Thirty‐nine members of Congress from both major parties sent a letter to President Obama this week urging him to seek passage of the long‐stalled free trade agreement with our South American ally Colombia.
The agreement to eliminate trade barriers between our two countries was signed in November 2006, but under the influence of their trade‐union allies, Democratic leaders in the House have refused to even allow a vote.
As signers of the letter point out (go here for a Cato analysis), the agreement would be good for our economy and good for U.S. foreign policy. So far, the delay in passage has forced U.S. exporters to Colombia to pay $2.7 billion in extra duties that would have been eliminated if the agreement had become law.
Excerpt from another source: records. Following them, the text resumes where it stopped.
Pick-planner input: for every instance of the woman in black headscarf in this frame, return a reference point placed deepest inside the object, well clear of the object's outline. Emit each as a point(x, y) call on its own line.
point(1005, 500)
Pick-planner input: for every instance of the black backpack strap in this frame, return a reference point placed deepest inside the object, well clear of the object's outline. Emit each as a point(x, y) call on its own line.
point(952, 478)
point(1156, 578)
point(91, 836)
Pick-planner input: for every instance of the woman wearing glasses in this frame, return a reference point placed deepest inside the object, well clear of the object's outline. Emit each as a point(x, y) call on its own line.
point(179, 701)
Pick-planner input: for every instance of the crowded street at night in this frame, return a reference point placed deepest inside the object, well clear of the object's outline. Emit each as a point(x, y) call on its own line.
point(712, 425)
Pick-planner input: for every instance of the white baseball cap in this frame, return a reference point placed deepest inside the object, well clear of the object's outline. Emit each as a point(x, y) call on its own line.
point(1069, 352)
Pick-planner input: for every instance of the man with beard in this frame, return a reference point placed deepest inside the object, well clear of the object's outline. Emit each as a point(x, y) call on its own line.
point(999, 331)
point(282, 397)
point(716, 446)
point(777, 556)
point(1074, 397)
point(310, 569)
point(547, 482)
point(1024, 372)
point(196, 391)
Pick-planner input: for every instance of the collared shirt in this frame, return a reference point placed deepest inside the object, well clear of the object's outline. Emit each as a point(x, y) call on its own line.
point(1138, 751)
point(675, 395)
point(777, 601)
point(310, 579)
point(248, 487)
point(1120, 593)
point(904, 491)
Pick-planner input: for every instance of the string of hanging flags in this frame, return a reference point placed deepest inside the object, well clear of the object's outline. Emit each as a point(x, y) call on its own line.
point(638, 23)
The bipartisan supporters also rightly note that Colombia is a key ally, standing as a democratic alternative to both the Marxist FARC guerrillas and their authoritarian friend, President Hugo Chavez of Venezuela. As the letter correctly states:
Colombia has made remarkable progress on many fronts, emerging as a major growth market and leading center for Latin American business. In a region that has seen a disturbing increase in hostility to U.S. interests and values, Colombia has consistently proven itself to be an important friend, a reliable partner and a bulwark for democracy.
With Colombia in the process of electing a new president after eight years of progress under Alvaro Uribe, it is more important than ever that we strengthen our ties with Colombia through peaceful commerce.
The 20 House Democrats who signed the June 2 letter prove that this need not be a partisan issue. If President Obama is serious about boosting U.S. exports, building friendships abroad, and reaching across the aisle for the good of the country, he should heed the wise words of this letter.